Quarant’anni fa, sotto i nocchieti d’ottobre, a raccolta finita, i bambini andavano, secchietto alla mano, all’”abbusco”. Raccoglievano le nocciole che erano maturate, e cadute, più tardi o quelle lasciate dalla raccolta dei grandi, per farci poi tozzetti, dolci, o semplicemente per racimolare, abbuscare appunto, quelle due tre lire per un gelato.

Oggi tutto è cambiato e il domani potrebbe essere anche peggio. Perché l’Italia, secondo produttore mondiale di nocciole con una media di 110.000 tonnellate annue su 70.000 ettari sparsi tra Lazio, Piemonte e Campania, sta cambiando pelle anche in questo settore. Protagonista è la Ferrero, il marchio che tramite la Ferrero Halzelnut Company, sua divisione interna interamente dedicata alla nocciola, ha auspicato di aumentare, entro i 2025, del 30% l’attuale superficie colturale, piantando 20.000 ettari di noccioleto, per un giro di affari di oltre un milione di euro. La zona maggiormente interessata è proprio quella del viterbese, dai Cimini fino a Civita Castellana basta farsi un giro in macchina sulla Flaminia per notare l’esplosione di piantagioni monoculturali.
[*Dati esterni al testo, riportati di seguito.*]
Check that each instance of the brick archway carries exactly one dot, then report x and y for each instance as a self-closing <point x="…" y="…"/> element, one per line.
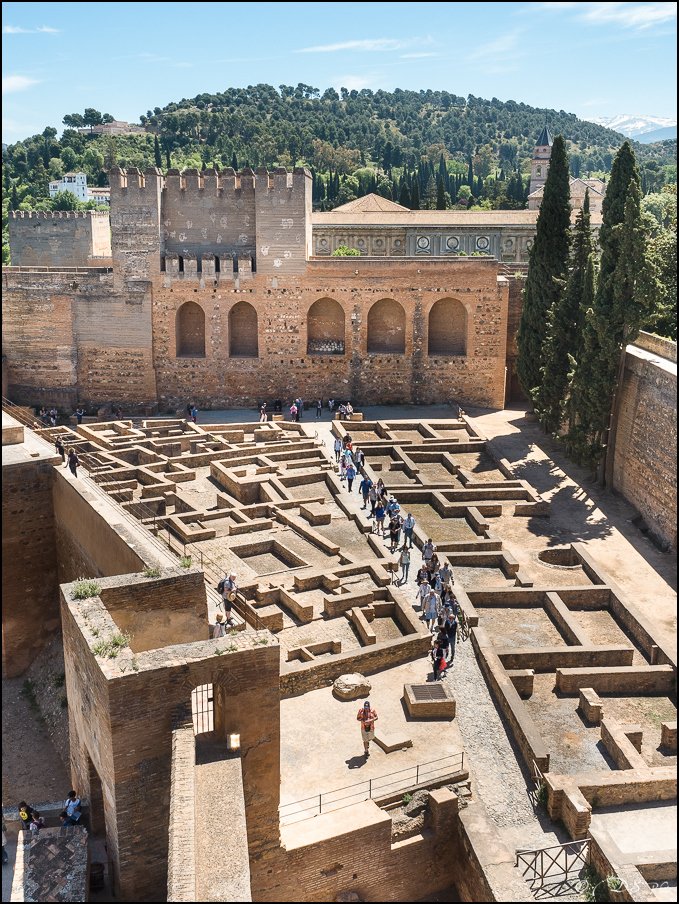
<point x="190" y="331"/>
<point x="386" y="328"/>
<point x="447" y="329"/>
<point x="243" y="332"/>
<point x="325" y="327"/>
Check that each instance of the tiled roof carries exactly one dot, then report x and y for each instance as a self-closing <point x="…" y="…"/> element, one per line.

La supremazia della Ferrero è una bomba ad orologeria i cui effetti si vedranno solo tra qualche anno. Di questo parere è Famiano Crucianelli, presidente del Biodistretto della Via Amerina e delle Forre, ente che riunisce 13 comuni, tra i quali Faleria e Calcata, e si occupa di agricoltura biologica. “La Ferrero è il giocatore fondamentale in questa partita cruciale per il futuro della nocciola e nessuno si interroga sulla sua strategia, sulle conseguenze per il mondo contadino, sul destino delle economie locali e sulle condizioni di vita di cittadini e territori”.

Il primo nodo della questione è quello ambientale. Le campagne, per effetto dei pesticidi, dei diserbanti e dei concimi di sintesi, stanno diventando depositi chimici nocivi per cittadini, biodiversità e falde acquifere. Per quell’acqua sempre più bene prezioso e il cui consumo idrico, a fini di irrigazione nei noccioleti, sta crescendo vertiginosamente. L’altro nodo è quello economico: la Ferrero, che controlla anche il 40% delle nocciole turche, vale a dire il 70% di quelle mondiali, sta ampliando la sua sfera di influenza anche alla Serbia e al Cile. Il risultato è scontato: maggiore produzione, minori prezzi.

E a risentirne saranno i medi e piccoli imprenditori, le 8.000 famiglie della Tuscia che secondo la Coldiretti coltivano, raccolgono e vendono le proprie nocciole. Il freno proposto dal Biodistretto è la cooperazione tra piccole aziende, la filiera corta contro la grande distribuzione, un prodotto di qualità e biologico. Da contrapporre anche alla Nutella, che poi, se ci pensate, neanche è così buona.